My Lords, I, too, welcome this timely debate. I thank the noble Lord, Lord Collins, and welcome the opportunity offered by the Tokyo Nutrition for Growth Summit.
It is moving to note, as other noble Lords have mentioned, that the number of people suffering from hunger has been increasing since 2015, albeit slowly. We know that behind the statistics lie terrible and moving stories of human suffering, disease and death, especially across Asia and sub-Saharan Africa. It is sobering to ponder on the one hand the challenge of providing a sustainable diet and preventing the lifelong consequences of malnutrition and, on the other, the striking rise in obesity across the world and consequent health problems.
Seven years ago, the UK Government exercised global leadership through the first Nutrition for Growth conference and have delivered on many of the pledges made there. I support strongly the calls made
by other noble Lords in this debate for a renewal of that leadership at the Tokyo summit, for a strong United Kingdom delegation and for a generous pledge of £800 million per annum for nutrition between 2021 and 2025.
The Tokyo summit will take place just a few weeks after the key COP 26 in Glasgow, which the UK Government will host and chair. Short-term interventions to combat malnutrition are vital, but the world must also engage, as noble Lords have pointed out, with the long-term multiple linkages between poor nutrition and climate change.

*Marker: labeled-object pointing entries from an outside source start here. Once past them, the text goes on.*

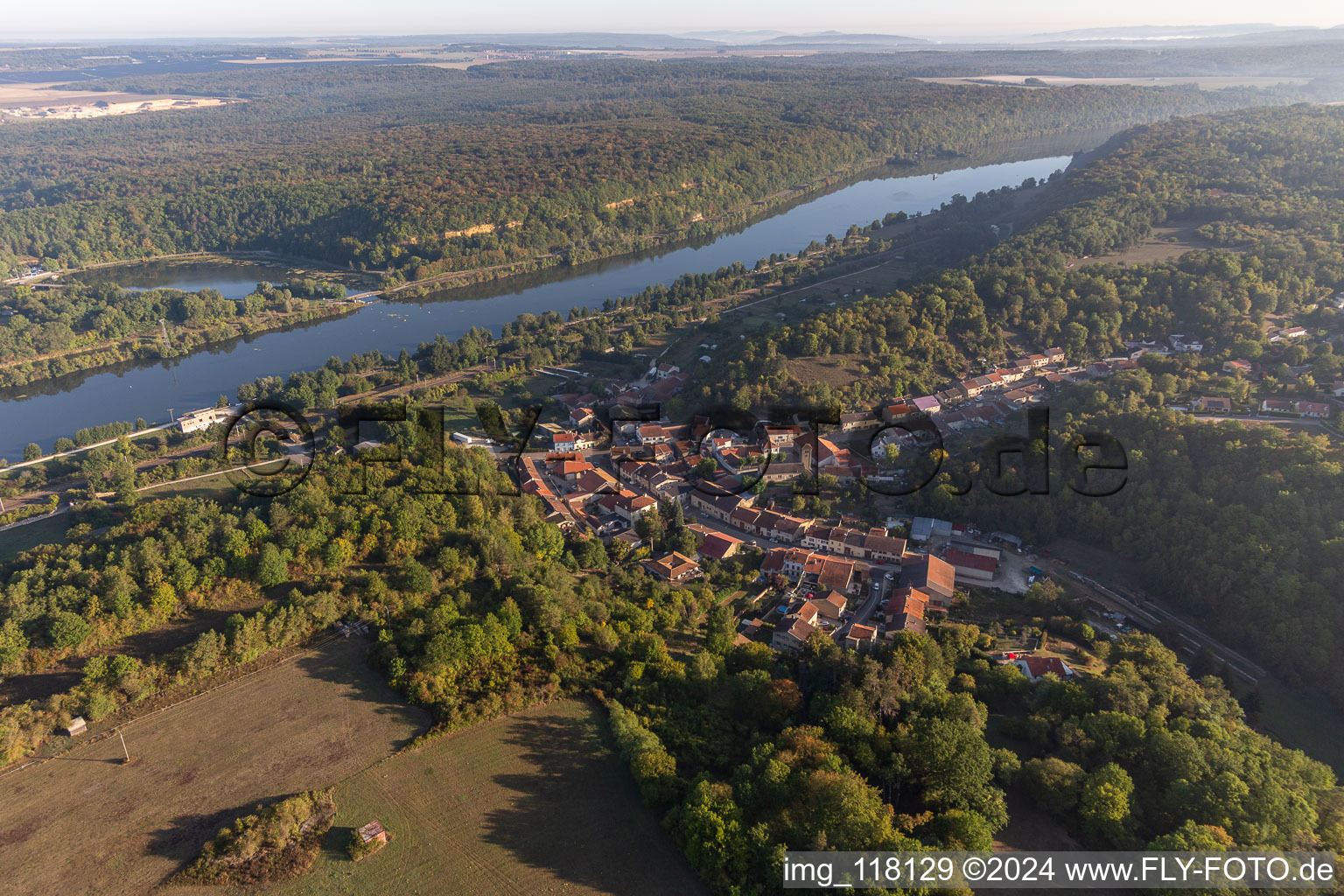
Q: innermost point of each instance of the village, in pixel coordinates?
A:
(613, 461)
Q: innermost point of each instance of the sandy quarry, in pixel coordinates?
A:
(42, 102)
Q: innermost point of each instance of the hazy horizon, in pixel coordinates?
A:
(156, 19)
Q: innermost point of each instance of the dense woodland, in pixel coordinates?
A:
(480, 606)
(418, 171)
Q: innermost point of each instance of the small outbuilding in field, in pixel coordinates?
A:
(368, 840)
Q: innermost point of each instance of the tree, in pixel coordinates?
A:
(12, 644)
(67, 629)
(719, 630)
(416, 578)
(1103, 805)
(272, 569)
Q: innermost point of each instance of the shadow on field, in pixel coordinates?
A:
(186, 835)
(344, 662)
(578, 816)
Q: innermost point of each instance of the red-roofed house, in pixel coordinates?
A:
(675, 567)
(719, 546)
(860, 637)
(972, 566)
(1038, 668)
(1313, 409)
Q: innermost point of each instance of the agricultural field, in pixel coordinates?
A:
(1166, 243)
(87, 823)
(529, 803)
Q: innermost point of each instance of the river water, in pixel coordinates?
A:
(45, 411)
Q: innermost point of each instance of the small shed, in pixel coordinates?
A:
(373, 832)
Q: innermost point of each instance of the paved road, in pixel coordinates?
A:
(1153, 615)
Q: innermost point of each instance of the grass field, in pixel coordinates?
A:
(1166, 243)
(18, 540)
(87, 823)
(531, 803)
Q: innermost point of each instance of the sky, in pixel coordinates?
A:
(917, 18)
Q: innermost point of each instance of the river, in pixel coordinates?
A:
(47, 410)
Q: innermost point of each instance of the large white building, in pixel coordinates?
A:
(198, 421)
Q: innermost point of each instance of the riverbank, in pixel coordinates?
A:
(47, 410)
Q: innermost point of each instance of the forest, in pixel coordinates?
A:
(416, 171)
(479, 607)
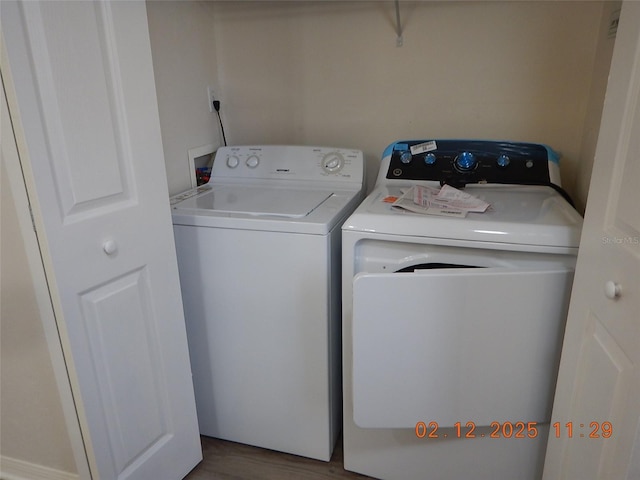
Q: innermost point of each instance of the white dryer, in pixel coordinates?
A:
(259, 259)
(452, 327)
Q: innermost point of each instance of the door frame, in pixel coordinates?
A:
(41, 268)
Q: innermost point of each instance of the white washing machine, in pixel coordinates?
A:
(259, 258)
(452, 326)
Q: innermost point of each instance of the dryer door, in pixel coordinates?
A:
(477, 345)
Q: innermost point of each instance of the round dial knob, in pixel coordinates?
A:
(430, 159)
(503, 160)
(233, 161)
(406, 157)
(252, 161)
(466, 161)
(332, 162)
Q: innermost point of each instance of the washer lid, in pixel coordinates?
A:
(257, 200)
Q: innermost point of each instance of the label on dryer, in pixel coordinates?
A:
(423, 147)
(447, 201)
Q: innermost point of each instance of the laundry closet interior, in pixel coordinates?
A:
(355, 75)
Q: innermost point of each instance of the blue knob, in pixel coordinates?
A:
(503, 160)
(466, 161)
(430, 158)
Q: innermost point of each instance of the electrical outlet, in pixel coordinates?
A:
(211, 97)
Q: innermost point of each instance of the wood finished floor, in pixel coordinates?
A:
(234, 461)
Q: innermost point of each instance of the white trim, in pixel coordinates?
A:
(14, 469)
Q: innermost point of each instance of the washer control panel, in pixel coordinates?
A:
(289, 162)
(460, 162)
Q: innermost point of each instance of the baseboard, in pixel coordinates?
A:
(13, 469)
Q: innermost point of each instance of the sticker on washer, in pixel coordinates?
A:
(423, 147)
(446, 201)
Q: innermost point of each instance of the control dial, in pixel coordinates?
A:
(465, 161)
(332, 162)
(233, 161)
(430, 159)
(503, 161)
(252, 161)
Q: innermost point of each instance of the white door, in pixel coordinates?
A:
(595, 430)
(420, 353)
(84, 95)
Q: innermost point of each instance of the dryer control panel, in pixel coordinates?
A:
(289, 162)
(460, 162)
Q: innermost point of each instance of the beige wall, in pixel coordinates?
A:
(32, 423)
(330, 72)
(184, 63)
(599, 78)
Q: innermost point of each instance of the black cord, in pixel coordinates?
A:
(216, 106)
(562, 192)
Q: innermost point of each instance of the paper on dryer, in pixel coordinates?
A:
(446, 201)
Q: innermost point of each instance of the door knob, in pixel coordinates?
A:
(110, 247)
(612, 290)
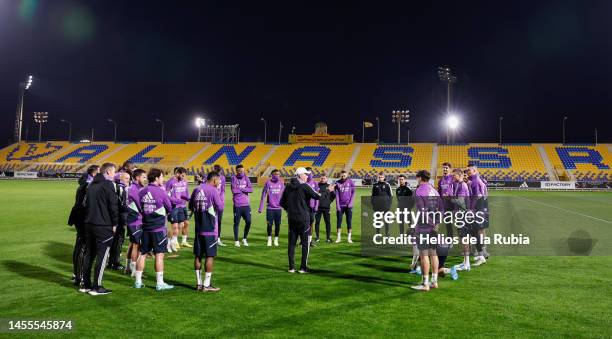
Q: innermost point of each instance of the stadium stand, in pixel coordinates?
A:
(495, 162)
(506, 162)
(586, 163)
(228, 156)
(321, 157)
(391, 159)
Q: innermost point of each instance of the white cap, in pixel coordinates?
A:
(301, 170)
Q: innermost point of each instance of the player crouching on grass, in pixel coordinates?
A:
(427, 200)
(134, 220)
(271, 194)
(155, 205)
(204, 203)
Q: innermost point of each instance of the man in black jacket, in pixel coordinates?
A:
(77, 219)
(296, 201)
(381, 198)
(122, 182)
(101, 221)
(325, 201)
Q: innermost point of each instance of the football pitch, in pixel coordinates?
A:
(345, 295)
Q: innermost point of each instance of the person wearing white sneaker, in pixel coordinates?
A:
(221, 191)
(134, 218)
(241, 188)
(480, 205)
(155, 205)
(204, 202)
(271, 195)
(345, 198)
(427, 200)
(296, 201)
(178, 191)
(460, 200)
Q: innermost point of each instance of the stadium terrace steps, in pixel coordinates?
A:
(434, 162)
(507, 162)
(547, 164)
(109, 154)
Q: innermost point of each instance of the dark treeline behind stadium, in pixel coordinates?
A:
(300, 62)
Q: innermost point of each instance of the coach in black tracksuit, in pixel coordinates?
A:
(296, 201)
(100, 223)
(77, 219)
(325, 201)
(404, 197)
(381, 198)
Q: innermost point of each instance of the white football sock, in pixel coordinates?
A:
(138, 277)
(199, 277)
(207, 277)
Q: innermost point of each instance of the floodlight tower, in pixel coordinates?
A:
(445, 75)
(400, 117)
(40, 118)
(23, 87)
(200, 123)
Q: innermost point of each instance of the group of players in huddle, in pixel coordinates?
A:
(110, 203)
(141, 203)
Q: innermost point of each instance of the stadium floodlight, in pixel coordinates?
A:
(400, 117)
(163, 126)
(501, 118)
(265, 129)
(23, 87)
(115, 127)
(453, 122)
(200, 123)
(69, 128)
(446, 75)
(40, 118)
(564, 118)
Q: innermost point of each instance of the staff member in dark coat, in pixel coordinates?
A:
(77, 219)
(404, 197)
(381, 198)
(100, 224)
(296, 201)
(325, 201)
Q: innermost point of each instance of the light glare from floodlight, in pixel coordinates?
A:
(452, 122)
(200, 122)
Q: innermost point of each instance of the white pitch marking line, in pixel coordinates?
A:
(569, 211)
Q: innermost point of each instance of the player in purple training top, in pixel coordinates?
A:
(241, 187)
(427, 200)
(134, 219)
(155, 206)
(271, 194)
(479, 203)
(204, 203)
(345, 197)
(314, 205)
(221, 191)
(461, 197)
(178, 191)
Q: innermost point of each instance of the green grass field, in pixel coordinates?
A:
(346, 294)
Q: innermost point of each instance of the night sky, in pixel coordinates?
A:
(303, 61)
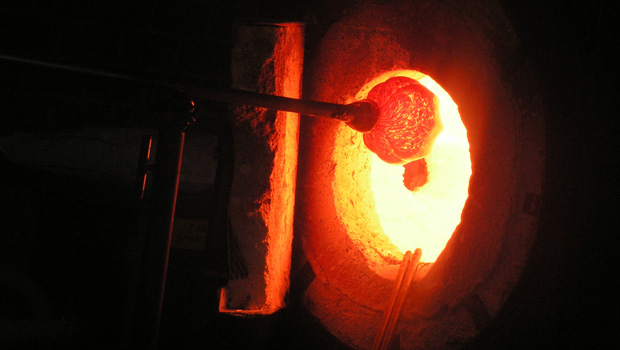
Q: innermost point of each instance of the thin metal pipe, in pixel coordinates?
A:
(361, 115)
(406, 272)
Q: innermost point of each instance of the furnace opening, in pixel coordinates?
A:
(388, 210)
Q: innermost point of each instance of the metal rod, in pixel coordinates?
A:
(361, 115)
(146, 314)
(406, 272)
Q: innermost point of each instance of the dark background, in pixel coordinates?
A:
(76, 229)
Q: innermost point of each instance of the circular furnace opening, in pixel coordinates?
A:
(400, 217)
(354, 263)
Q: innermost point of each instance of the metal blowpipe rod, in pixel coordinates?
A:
(361, 116)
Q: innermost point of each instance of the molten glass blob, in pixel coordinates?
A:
(408, 121)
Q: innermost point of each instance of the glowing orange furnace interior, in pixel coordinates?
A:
(422, 215)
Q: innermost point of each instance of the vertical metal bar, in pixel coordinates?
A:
(154, 264)
(406, 272)
(143, 161)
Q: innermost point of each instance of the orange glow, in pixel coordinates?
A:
(408, 120)
(426, 217)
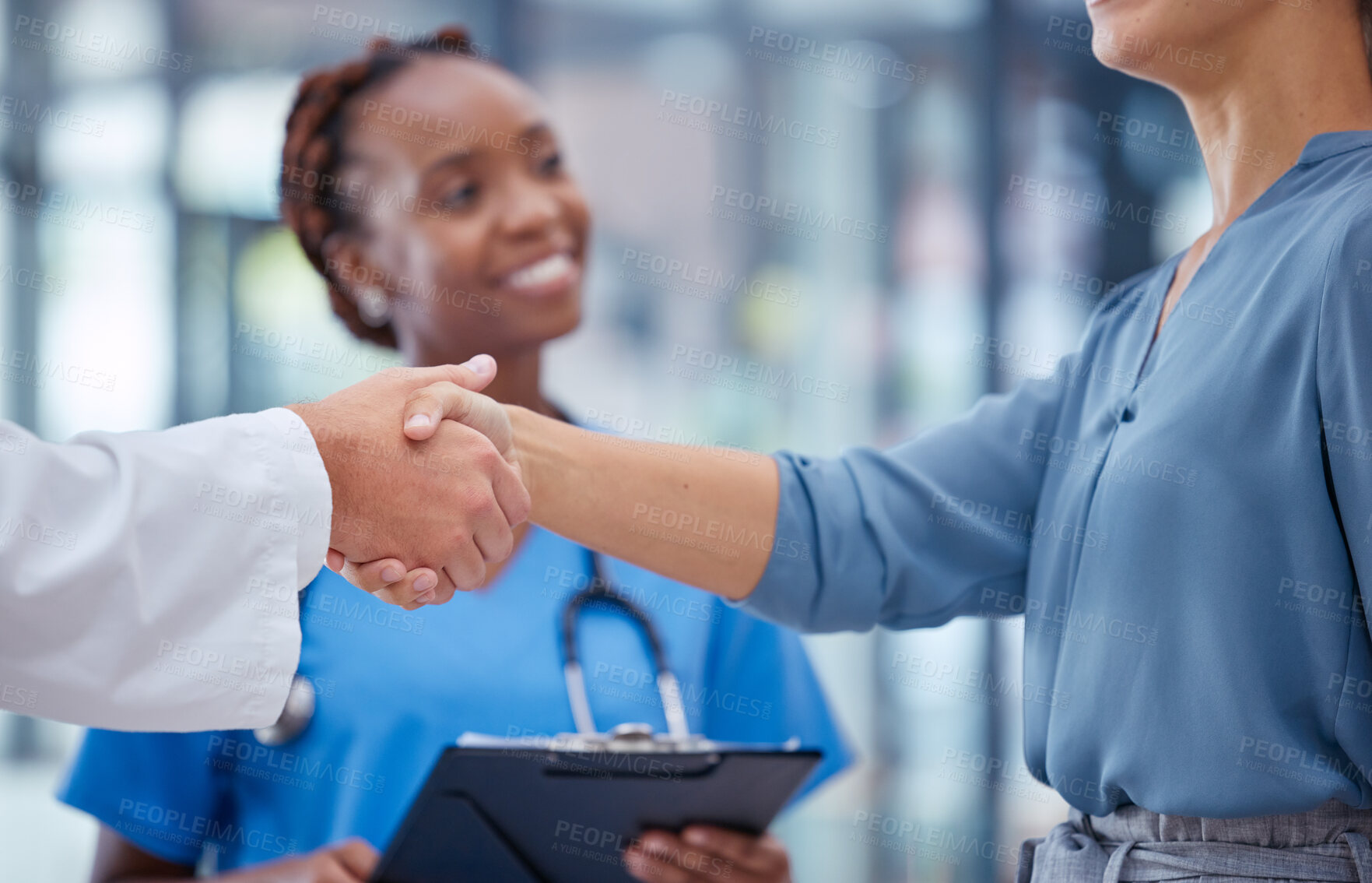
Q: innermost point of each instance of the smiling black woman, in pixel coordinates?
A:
(1202, 721)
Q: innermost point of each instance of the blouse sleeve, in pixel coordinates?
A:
(917, 534)
(1343, 377)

Climate change is already having a negative impact on the four pillars of food security: availability, access, usage and stability. The climate emergency means that the world needs to increase spending on nutrition adaption and mitigation just to see the statistics stand still.
We see across the world the impact of extreme weather-related disasters, which have more than doubled in number since 1990. More than 70% of agriculture is rain-fed. This directly affects the ability of drought-affected countries to grow their own food, as we see currently in sub-Saharan Africa and elsewhere. Agricultural land will be lost to rising sea levels, fires and flooding.
Two years ago, I was privileged to visit one of our linked dioceses, Kimberley and Kuruman, in South Africa. It was excellent to hear reports of local feeding programmes to combat malnutrition, some supported directly by parishes in the Oxford diocese. However, those signs of hope were set against a background and a deeper narrative of concern about the climate and poor harvests.
There is increasing evidence that high ambient carbon dioxide in the atmosphere decreases the nutritional quality of important food crops, including wheat, rice and maize, affecting the entire world. The science suggests lower yields of micronutrients: protein, iron and zinc decrease as CO2 in the atmosphere increases. The changes in the climate affect agriculture. This in turn affects livelihoods, all too commonly leading to malnutrition and mass migration for a more sustainable future. There is a vicious circle here which can be broken only through a sustained global determination and action to address the climate emergency.
We have a moral imperative to love our neighbours as ourselves and to feed the hungry. We own now a moral imperative as the pioneers of the Industrial Revolution, who have gained most from fossil fuels, to lead on the fight against climate change. In this context, what consideration have the Government given to the linkage between our leadership of the COP 26 conference and the pledges we will make at the Tokyo summit in December? Will the Government continue to focus our interventions in the areas of most extreme poverty and climate change?